$242 million: Tesla fined heavily for fatal crash linked to its "Autopilot"

US carmaker Tesla was found partially liable on Friday, August 1, for a fatal crash in Florida in April 2019 involving one of its vehicles, a Model S, equipped with the "Autopilot" option , according to a lawyer for the plaintiffs.
An eight-member jury decided, following a trial in a federal civil court in Miami, to award the plaintiffs a total compensation of $328 million (282 million euros), explained Darren Jeffrey Rousso of the Rousso Boumel law firm, which represented the rights holders.
Tesla is expected to owe $242 million (€209 million), Rousso said.
"Justice has been served. The jury heard all the evidence and reached a just and fair verdict for our clients," he said.
According to the lawsuit filed against Tesla in April 2021, the Chevrolet Tahoe SUV in which Naibel Benavides Leon and her boyfriend Dillon Angulo were traveling on April 25, 2019 in Key Largo, Florida, was struck at full speed by the Model S after it failed to be detected by the "Autopilot" driver assistance system .
The young woman, 22 years old at the time of her death, was thrown several dozen meters, the complaint continues. Dillon Angulo was injured, but no details on his condition are available at this time.

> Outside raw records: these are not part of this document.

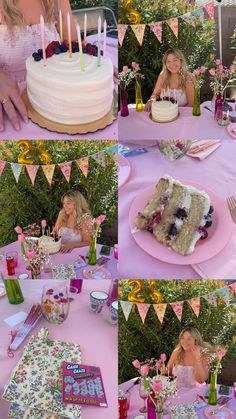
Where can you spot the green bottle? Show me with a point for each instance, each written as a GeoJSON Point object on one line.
{"type": "Point", "coordinates": [13, 290]}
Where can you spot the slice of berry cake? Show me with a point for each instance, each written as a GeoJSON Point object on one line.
{"type": "Point", "coordinates": [177, 215]}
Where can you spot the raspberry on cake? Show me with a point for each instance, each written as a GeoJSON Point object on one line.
{"type": "Point", "coordinates": [177, 215]}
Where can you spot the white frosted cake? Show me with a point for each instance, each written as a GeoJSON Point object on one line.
{"type": "Point", "coordinates": [177, 215]}
{"type": "Point", "coordinates": [49, 245]}
{"type": "Point", "coordinates": [62, 93]}
{"type": "Point", "coordinates": [164, 110]}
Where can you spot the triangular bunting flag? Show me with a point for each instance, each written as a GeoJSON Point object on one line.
{"type": "Point", "coordinates": [209, 7]}
{"type": "Point", "coordinates": [121, 33]}
{"type": "Point", "coordinates": [143, 309]}
{"type": "Point", "coordinates": [211, 298]}
{"type": "Point", "coordinates": [100, 158]}
{"type": "Point", "coordinates": [156, 27]}
{"type": "Point", "coordinates": [178, 309]}
{"type": "Point", "coordinates": [160, 310]}
{"type": "Point", "coordinates": [32, 172]}
{"type": "Point", "coordinates": [66, 169]}
{"type": "Point", "coordinates": [195, 304]}
{"type": "Point", "coordinates": [174, 25]}
{"type": "Point", "coordinates": [16, 169]}
{"type": "Point", "coordinates": [2, 165]}
{"type": "Point", "coordinates": [126, 307]}
{"type": "Point", "coordinates": [83, 165]}
{"type": "Point", "coordinates": [49, 171]}
{"type": "Point", "coordinates": [139, 32]}
{"type": "Point", "coordinates": [188, 17]}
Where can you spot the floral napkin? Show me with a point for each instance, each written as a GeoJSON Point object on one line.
{"type": "Point", "coordinates": [35, 387]}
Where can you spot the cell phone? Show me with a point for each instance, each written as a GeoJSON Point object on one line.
{"type": "Point", "coordinates": [105, 250]}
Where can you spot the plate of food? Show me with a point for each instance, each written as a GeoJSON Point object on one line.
{"type": "Point", "coordinates": [180, 223]}
{"type": "Point", "coordinates": [123, 170]}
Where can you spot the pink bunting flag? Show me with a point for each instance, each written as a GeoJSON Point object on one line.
{"type": "Point", "coordinates": [2, 165]}
{"type": "Point", "coordinates": [195, 304]}
{"type": "Point", "coordinates": [66, 169]}
{"type": "Point", "coordinates": [160, 310]}
{"type": "Point", "coordinates": [156, 27]}
{"type": "Point", "coordinates": [32, 172]}
{"type": "Point", "coordinates": [126, 307]}
{"type": "Point", "coordinates": [16, 169]}
{"type": "Point", "coordinates": [174, 25]}
{"type": "Point", "coordinates": [49, 171]}
{"type": "Point", "coordinates": [209, 7]}
{"type": "Point", "coordinates": [121, 33]}
{"type": "Point", "coordinates": [139, 32]}
{"type": "Point", "coordinates": [178, 309]}
{"type": "Point", "coordinates": [143, 309]}
{"type": "Point", "coordinates": [83, 165]}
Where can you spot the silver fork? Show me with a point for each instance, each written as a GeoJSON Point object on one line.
{"type": "Point", "coordinates": [231, 201]}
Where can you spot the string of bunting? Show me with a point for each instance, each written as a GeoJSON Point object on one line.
{"type": "Point", "coordinates": [177, 306]}
{"type": "Point", "coordinates": [192, 18]}
{"type": "Point", "coordinates": [48, 169]}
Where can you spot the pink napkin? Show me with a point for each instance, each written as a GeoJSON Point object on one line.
{"type": "Point", "coordinates": [223, 265]}
{"type": "Point", "coordinates": [201, 155]}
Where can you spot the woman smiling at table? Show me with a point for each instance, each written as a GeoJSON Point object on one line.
{"type": "Point", "coordinates": [174, 79]}
{"type": "Point", "coordinates": [188, 362]}
{"type": "Point", "coordinates": [74, 223]}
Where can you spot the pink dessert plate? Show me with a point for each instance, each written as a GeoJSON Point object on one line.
{"type": "Point", "coordinates": [124, 170]}
{"type": "Point", "coordinates": [218, 234]}
{"type": "Point", "coordinates": [223, 413]}
{"type": "Point", "coordinates": [230, 128]}
{"type": "Point", "coordinates": [96, 272]}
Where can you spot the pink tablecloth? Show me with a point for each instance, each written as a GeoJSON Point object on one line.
{"type": "Point", "coordinates": [98, 341]}
{"type": "Point", "coordinates": [217, 172]}
{"type": "Point", "coordinates": [188, 397]}
{"type": "Point", "coordinates": [58, 258]}
{"type": "Point", "coordinates": [139, 126]}
{"type": "Point", "coordinates": [32, 131]}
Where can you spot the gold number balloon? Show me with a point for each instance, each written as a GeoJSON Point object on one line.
{"type": "Point", "coordinates": [138, 288]}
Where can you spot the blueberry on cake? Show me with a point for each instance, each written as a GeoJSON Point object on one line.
{"type": "Point", "coordinates": [177, 215]}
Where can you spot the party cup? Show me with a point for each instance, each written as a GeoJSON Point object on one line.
{"type": "Point", "coordinates": [97, 300]}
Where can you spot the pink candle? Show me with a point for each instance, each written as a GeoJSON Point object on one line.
{"type": "Point", "coordinates": [43, 40]}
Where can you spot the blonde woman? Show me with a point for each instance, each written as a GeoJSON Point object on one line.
{"type": "Point", "coordinates": [20, 36]}
{"type": "Point", "coordinates": [189, 360]}
{"type": "Point", "coordinates": [74, 223]}
{"type": "Point", "coordinates": [174, 79]}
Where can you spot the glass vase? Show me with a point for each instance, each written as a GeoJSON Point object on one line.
{"type": "Point", "coordinates": [196, 102]}
{"type": "Point", "coordinates": [212, 397]}
{"type": "Point", "coordinates": [124, 110]}
{"type": "Point", "coordinates": [13, 290]}
{"type": "Point", "coordinates": [138, 97]}
{"type": "Point", "coordinates": [92, 257]}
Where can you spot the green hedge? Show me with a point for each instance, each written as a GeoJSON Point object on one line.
{"type": "Point", "coordinates": [142, 341]}
{"type": "Point", "coordinates": [22, 203]}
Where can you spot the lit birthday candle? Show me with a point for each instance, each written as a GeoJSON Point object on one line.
{"type": "Point", "coordinates": [99, 40]}
{"type": "Point", "coordinates": [69, 35]}
{"type": "Point", "coordinates": [104, 38]}
{"type": "Point", "coordinates": [80, 48]}
{"type": "Point", "coordinates": [43, 40]}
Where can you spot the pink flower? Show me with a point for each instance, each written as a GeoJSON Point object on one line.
{"type": "Point", "coordinates": [157, 386]}
{"type": "Point", "coordinates": [163, 357]}
{"type": "Point", "coordinates": [21, 238]}
{"type": "Point", "coordinates": [100, 219]}
{"type": "Point", "coordinates": [144, 369]}
{"type": "Point", "coordinates": [18, 229]}
{"type": "Point", "coordinates": [136, 363]}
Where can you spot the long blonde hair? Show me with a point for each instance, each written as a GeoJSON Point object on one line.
{"type": "Point", "coordinates": [81, 207]}
{"type": "Point", "coordinates": [179, 351]}
{"type": "Point", "coordinates": [12, 16]}
{"type": "Point", "coordinates": [184, 74]}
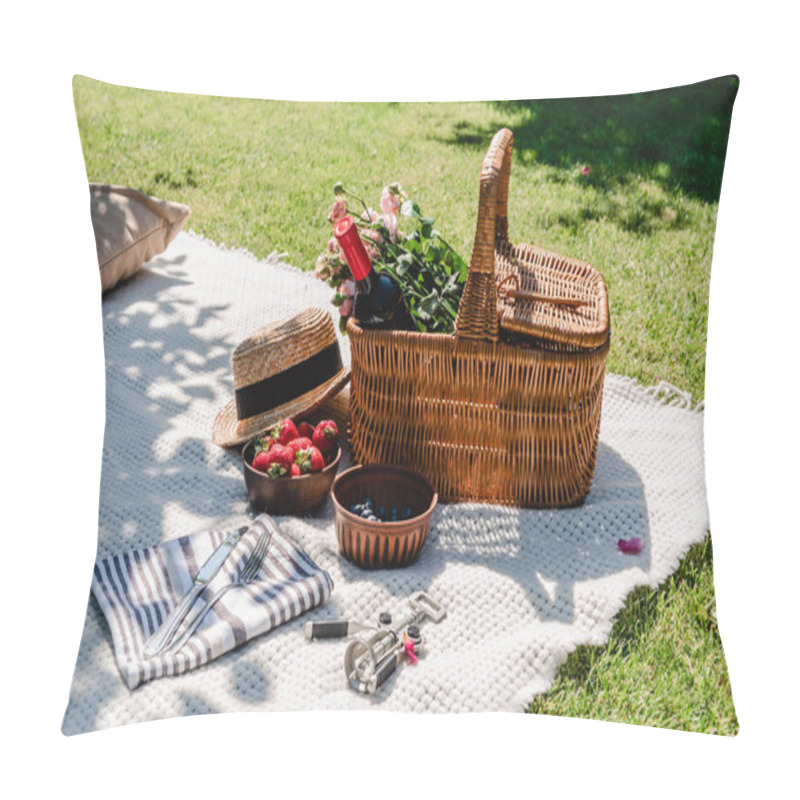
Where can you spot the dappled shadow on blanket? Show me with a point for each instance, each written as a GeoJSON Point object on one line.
{"type": "Point", "coordinates": [546, 553]}
{"type": "Point", "coordinates": [165, 369]}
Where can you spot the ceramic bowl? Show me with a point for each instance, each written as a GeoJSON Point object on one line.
{"type": "Point", "coordinates": [382, 545]}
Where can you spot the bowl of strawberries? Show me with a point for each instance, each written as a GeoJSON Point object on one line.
{"type": "Point", "coordinates": [290, 468]}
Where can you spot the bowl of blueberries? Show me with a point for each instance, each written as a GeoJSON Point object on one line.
{"type": "Point", "coordinates": [382, 514]}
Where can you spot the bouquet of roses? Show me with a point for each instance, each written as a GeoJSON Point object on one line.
{"type": "Point", "coordinates": [429, 272]}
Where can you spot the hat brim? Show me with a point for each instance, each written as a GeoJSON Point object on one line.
{"type": "Point", "coordinates": [230, 431]}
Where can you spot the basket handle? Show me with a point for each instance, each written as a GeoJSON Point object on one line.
{"type": "Point", "coordinates": [477, 311]}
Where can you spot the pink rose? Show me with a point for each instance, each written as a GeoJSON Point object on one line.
{"type": "Point", "coordinates": [374, 235]}
{"type": "Point", "coordinates": [390, 221]}
{"type": "Point", "coordinates": [321, 269]}
{"type": "Point", "coordinates": [338, 210]}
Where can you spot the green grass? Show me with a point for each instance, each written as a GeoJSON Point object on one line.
{"type": "Point", "coordinates": [260, 175]}
{"type": "Point", "coordinates": [663, 664]}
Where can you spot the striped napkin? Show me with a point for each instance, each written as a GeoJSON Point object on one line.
{"type": "Point", "coordinates": [137, 590]}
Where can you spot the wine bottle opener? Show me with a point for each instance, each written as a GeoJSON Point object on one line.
{"type": "Point", "coordinates": [375, 652]}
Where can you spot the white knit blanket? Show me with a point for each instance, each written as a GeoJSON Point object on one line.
{"type": "Point", "coordinates": [522, 588]}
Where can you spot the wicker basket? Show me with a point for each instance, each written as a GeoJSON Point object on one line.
{"type": "Point", "coordinates": [506, 410]}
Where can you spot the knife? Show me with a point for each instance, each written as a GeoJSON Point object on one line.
{"type": "Point", "coordinates": [162, 637]}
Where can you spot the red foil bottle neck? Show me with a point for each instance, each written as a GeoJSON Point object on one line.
{"type": "Point", "coordinates": [355, 253]}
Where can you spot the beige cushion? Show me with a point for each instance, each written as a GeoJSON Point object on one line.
{"type": "Point", "coordinates": [130, 228]}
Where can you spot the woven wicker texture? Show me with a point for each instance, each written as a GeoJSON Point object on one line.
{"type": "Point", "coordinates": [482, 419]}
{"type": "Point", "coordinates": [522, 587]}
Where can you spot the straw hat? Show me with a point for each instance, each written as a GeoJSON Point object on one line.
{"type": "Point", "coordinates": [283, 370]}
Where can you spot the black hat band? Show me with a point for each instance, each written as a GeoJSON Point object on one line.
{"type": "Point", "coordinates": [293, 382]}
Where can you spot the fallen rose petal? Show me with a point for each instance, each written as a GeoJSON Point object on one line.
{"type": "Point", "coordinates": [631, 546]}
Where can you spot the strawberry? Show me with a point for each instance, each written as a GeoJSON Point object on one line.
{"type": "Point", "coordinates": [284, 432]}
{"type": "Point", "coordinates": [300, 443]}
{"type": "Point", "coordinates": [305, 429]}
{"type": "Point", "coordinates": [260, 461]}
{"type": "Point", "coordinates": [277, 462]}
{"type": "Point", "coordinates": [310, 460]}
{"type": "Point", "coordinates": [326, 436]}
{"type": "Point", "coordinates": [263, 443]}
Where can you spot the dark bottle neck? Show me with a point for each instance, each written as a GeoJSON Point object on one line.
{"type": "Point", "coordinates": [366, 283]}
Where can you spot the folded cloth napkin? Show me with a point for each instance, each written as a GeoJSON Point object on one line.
{"type": "Point", "coordinates": [137, 590]}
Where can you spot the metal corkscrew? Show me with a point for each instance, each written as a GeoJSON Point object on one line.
{"type": "Point", "coordinates": [376, 651]}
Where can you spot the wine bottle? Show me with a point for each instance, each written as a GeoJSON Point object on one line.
{"type": "Point", "coordinates": [378, 302]}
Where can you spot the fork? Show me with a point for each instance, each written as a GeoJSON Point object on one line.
{"type": "Point", "coordinates": [246, 575]}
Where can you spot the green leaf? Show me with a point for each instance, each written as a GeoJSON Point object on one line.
{"type": "Point", "coordinates": [404, 263]}
{"type": "Point", "coordinates": [410, 209]}
{"type": "Point", "coordinates": [429, 305]}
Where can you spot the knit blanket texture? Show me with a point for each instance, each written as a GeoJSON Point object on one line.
{"type": "Point", "coordinates": [522, 587]}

"Today's verdict is wrong and only sets auto safety back and threatens Tesla's and the (auto) industry's efforts to develop and implement life-saving technology," the automaker said.
He said he intends to appeal "given the significant legal errors and irregularities during the trial."
The jury "concluded that the driver was largely responsible for the tragic accident," but the evidence in the case "proved that the driver was solely responsible because he was speeding, with his foot on the accelerator—which deactivated Autopilot—while trying to retrieve the phone he had dropped, and without his eyes on the street," Tesla argued.
"No car in 2019, and none today, could have avoided the accident," the manufacturer insisted.
"It is a fiction concocted by the plaintiffs' lawyers to blame the car when the driver - from day one - acknowledged and accepted his responsibility" in the accident, he added.